Three Decades of Institutional Real Estate Investment

In a new working paper, we study almost 30 years of real estate investments by pension funds, using the renowned CEM database. Beyond great stats on real estate allocation, cost and performance over time and across different regions, one of the highlights of the study is the insight into the growth of different investment vehicles – think co-investments, limited partnerships, and fund-of-funds.

For private equity real estate investments, we find that the dominant strategies in the 1990s were “internal active” and “external active” (mostly open-ended funds, such as the ODCE funds in the U.S.), with a very small minority of investors using limited partnerships. After 2000, the “limited partnership” category (mostly closed-end funds, such as those raised by Blackstone etc.) gained in popularity, with about 30% of private real estate investments flowing through that structure in 2018.

On the internal side, operating subsidiaries and co-investments were not used in the 1990s, but made some gains in recent decades, and are now almost exclusively used by the biggest pension funds. For example, many Canadian pension funds have wholly-owned real estate subsidiaries (e.g. Oxford Properties of OMERS). Fund-of-funds, the most intermediated and most expensive way to get exposure to private real estate, gained ground until 2014, but decreased in popularity since that time, and now represent approximately 10% of private real estate investments.

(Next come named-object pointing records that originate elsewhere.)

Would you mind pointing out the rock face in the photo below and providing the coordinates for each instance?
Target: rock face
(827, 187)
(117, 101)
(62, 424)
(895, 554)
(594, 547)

Graph 1: Real Estate Investment Vehicles -- Private Real Estate

Graph 1

Investment practices for public real estate (i.e. REITs) have also changed quite dramatically over the last 30 years. During the early years of the sample period, all investment in public real estate securities was active and internal. In the mid-1990s, that shifted to external parties, who still managed the portfolios actively. In total, the “external active” category is responsible for about 60%-70% of the listed real estate exposure of global pension funds throughout the last two decades. Passive investment, both internally and through external fund managers, started gaining ground from the late 1990s, but contrasting the trend in general equities, the growth in allocation to passive products (e.g. ETFs) has been rather slow.

Graph 2: Real Estate Investment Vehicles – Public Real Estate

Graph 2 Alex

Combined with the fact that investment in private real estate is strictly “active,” we conclude that real estate very much remains an actively managed asset class. The paper shows what that means for costs and, of course, for returns.